Jean-Michel Gras : Le potentiel de développement de notre démarche achats était considérable puisqu'en la matière, le groupe partait, peu ou prou, de zéro. Absence de structure dédiée, maturité achats faible... Toutes les dépenses étaient gérées de A à Z par les opérationnels. Nous avions donc une marge de progrès importante. Et très vite, il a fallu faire nos preuves. Ainsi, pour démontrer sa valeur ajoutée, la direction achats - encore naissante à l'époque - a dû prendre à bras-le-corps des dossiers emblématiques pour le groupe média (négociation des contrats avec Météo France, référencement des prestataires informatiques, etc.). Une stratégie qui a porté ses fruits, puisqu'en quelques mois nous avons généré plus de 8 millions d'euros d'économies, participant ainsi activement à l'amélioration de la rentabilité de l'entreprise.

Quels leviers avez-vous activés pour être si rapidement opérationnel ?

En m'attaquant, dès mon arrivée, à au moins une catégorie d'achats dans chacune des 27 filiales de TF1 (Eurosport, LCI, Téléshopping, etc.). Par ailleurs, nous avons rapidement développé les synergies entre les différentes filiales, en mutualisant les dépenses communes à chacune d'entre elles. Via la signature de contrats-cadres, nous avons ainsi pu miser sur la massification des volumes et donc obtenir des tarifs plus avantageux auprès des fournisseurs.

Développer une culture achats dans un groupe comme TF1 a dû être un sacré challenge...

Tout à fait. TF1 a une culture d'entreprise très forte à laquelle s'identifient les salariés. Non seulement ils sont attachés à leur groupe, mais aussi à leur métier. Aussi, face à la montée en puissance des achats, certains opérationnels craignaient de perdre une partie de leurs prérogatives. Aussi, pour susciter leur adhésion, il a fallu beaucoup investir en matière de communication et de pédagogie, en privilégiant les relations de proximité avec les clients opérationnels. Durant les deux mois qui ont suivi mon arrivée, j'ai rencontré pas moins de 150 managers du groupe ! Le but de ces entretiens ? Démystifier l'action des achats en exposant clairement nos objectifs et notre méthodologie. C'est ainsi que le message a pu passer, assurant in fine le succès de notre démarche.

Quid de la collaboration actuelle avec vos clients internes ?
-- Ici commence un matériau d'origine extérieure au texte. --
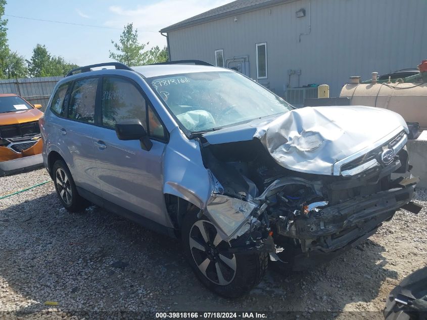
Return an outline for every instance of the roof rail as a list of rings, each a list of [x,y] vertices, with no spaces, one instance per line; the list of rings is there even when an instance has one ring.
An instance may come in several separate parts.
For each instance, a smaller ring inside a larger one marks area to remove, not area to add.
[[[129,67],[128,67],[125,64],[123,63],[121,63],[120,62],[105,62],[104,63],[98,63],[97,64],[92,64],[89,66],[84,66],[84,67],[79,67],[78,68],[76,68],[75,69],[73,69],[73,70],[71,70],[67,74],[66,77],[69,76],[70,75],[73,75],[74,72],[76,71],[80,71],[81,73],[82,72],[88,72],[89,71],[91,71],[90,69],[92,68],[97,68],[97,67],[105,67],[107,66],[113,66],[116,67],[116,69],[119,69],[121,70],[131,70]]]
[[[176,60],[176,61],[167,61],[166,62],[159,62],[159,63],[153,63],[152,65],[159,64],[194,64],[198,66],[209,66],[214,67],[213,65],[208,63],[201,60]]]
Elle est largement positive puisque nous refusons de leur imposer une vision dogmatique des achats. Ainsi, chaque décision est prise de manière collégiale avec les opérationnels dans le cadre de comités de pilotage trimestriels. Ce travail de concert nous a permis de susciter leur reconnaissance. Et surtout de montrer que le métier d'acheteur dépassait le strict cadre du cost killing. Autrement dit, que nous pouvions optimiser les dépenses sans pour autant imposer les fournisseurs les moins-disants ou dégrader la relation avec ceux déjà référencés.

Quel est donc aujourd'hui le taux de couverture achats chez TF1 ?
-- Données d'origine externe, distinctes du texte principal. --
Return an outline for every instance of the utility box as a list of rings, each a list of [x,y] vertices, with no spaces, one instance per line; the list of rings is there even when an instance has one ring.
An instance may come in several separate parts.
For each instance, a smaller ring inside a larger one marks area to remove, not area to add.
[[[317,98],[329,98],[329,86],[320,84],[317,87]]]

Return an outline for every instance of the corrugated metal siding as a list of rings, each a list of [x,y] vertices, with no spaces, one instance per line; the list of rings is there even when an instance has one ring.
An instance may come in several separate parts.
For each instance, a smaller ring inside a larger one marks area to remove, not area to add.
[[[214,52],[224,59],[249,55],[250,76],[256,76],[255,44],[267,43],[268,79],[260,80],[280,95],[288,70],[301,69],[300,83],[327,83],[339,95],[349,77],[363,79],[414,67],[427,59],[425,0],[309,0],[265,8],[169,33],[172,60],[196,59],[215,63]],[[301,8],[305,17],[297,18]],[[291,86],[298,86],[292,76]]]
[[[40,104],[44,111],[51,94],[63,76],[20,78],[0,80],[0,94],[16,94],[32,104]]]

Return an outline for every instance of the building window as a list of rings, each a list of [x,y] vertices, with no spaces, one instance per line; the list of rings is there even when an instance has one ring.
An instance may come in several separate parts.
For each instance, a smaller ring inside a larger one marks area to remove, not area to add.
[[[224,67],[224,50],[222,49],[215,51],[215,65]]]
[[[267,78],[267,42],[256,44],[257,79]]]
Il atteint environ 80 % des achats hors droits, ce qui représente un panel éclectique de dépenses. En effet, au-delà de la gestion de l'ensemble des frais généraux, la direction achats intervient en support sur de nombreuses prestations techniques : plateaux de télévision, éclairage, décors, caméras, prestations de post-production, etc. Ceci étant, nous devons redoubler d'efforts pour étendre notre taux de couverture aux autres familles manquantes. Et aussi accroître notre leadership sur certains dossiers où nous sommes encore sollicités en fin de parcours.

Depuis janvier dernier, la direction achats s'est dotée d'un système d'information...
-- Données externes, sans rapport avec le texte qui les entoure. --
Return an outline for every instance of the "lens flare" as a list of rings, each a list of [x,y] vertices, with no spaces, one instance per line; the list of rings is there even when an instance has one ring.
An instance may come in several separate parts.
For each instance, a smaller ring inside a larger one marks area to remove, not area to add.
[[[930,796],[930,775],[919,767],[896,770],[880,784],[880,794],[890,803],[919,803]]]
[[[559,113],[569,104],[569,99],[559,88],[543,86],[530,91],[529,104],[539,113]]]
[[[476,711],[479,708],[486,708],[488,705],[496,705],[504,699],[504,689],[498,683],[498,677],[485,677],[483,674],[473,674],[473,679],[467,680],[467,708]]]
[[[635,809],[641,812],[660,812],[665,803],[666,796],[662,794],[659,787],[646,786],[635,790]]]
En effet, nous planchions sur cet outil depuis environ deux ans et demi. Largement fonctionnel, l'ERP (progiciel de gestion intégré) fourni par SAP devrait couvrir une grande part de notre volume achats. Il permettra de structurer notre démarche via un contrôle plus précis des dépenses dépassant un certain seuil. Au-delà de la systématisation des processus transactionnels, cet outil va nous permettre d'optimiser notre sourcing et d'avoir une meilleure visibilité sur la structure de notre panel, ainsi que sur la part des fournisseurs référencés utilisée par les clients internes.

Quelle est votre politique en matière d'achats responsables ?

Le développement durable constitue un axe très important de notre stratégie. Ainsi, depuis trois ans, nous avons fortement développé le recours au secteur protégé pour de nombreuses prestations. Par ailleurs, depuis début 2009, nous nous appuyons sur EcoVadis pour évaluer la performance RSE de nos fournisseurs. Une démarche mutualisée avec l'ensemble des métiers de Bouygues Telecom. Nous avons déjà évalué près d'une centaine d'entreprises et souhaitons étendre ces analyses à plus de 130 partenaires d'ici début 2012. Enfin, rappelons que TF1 a obtenu le label diversité de l'Afnor. A ce titre, nous cherchons à varier nos sources d'approvisionnement, notamment vis-à-vis des PME.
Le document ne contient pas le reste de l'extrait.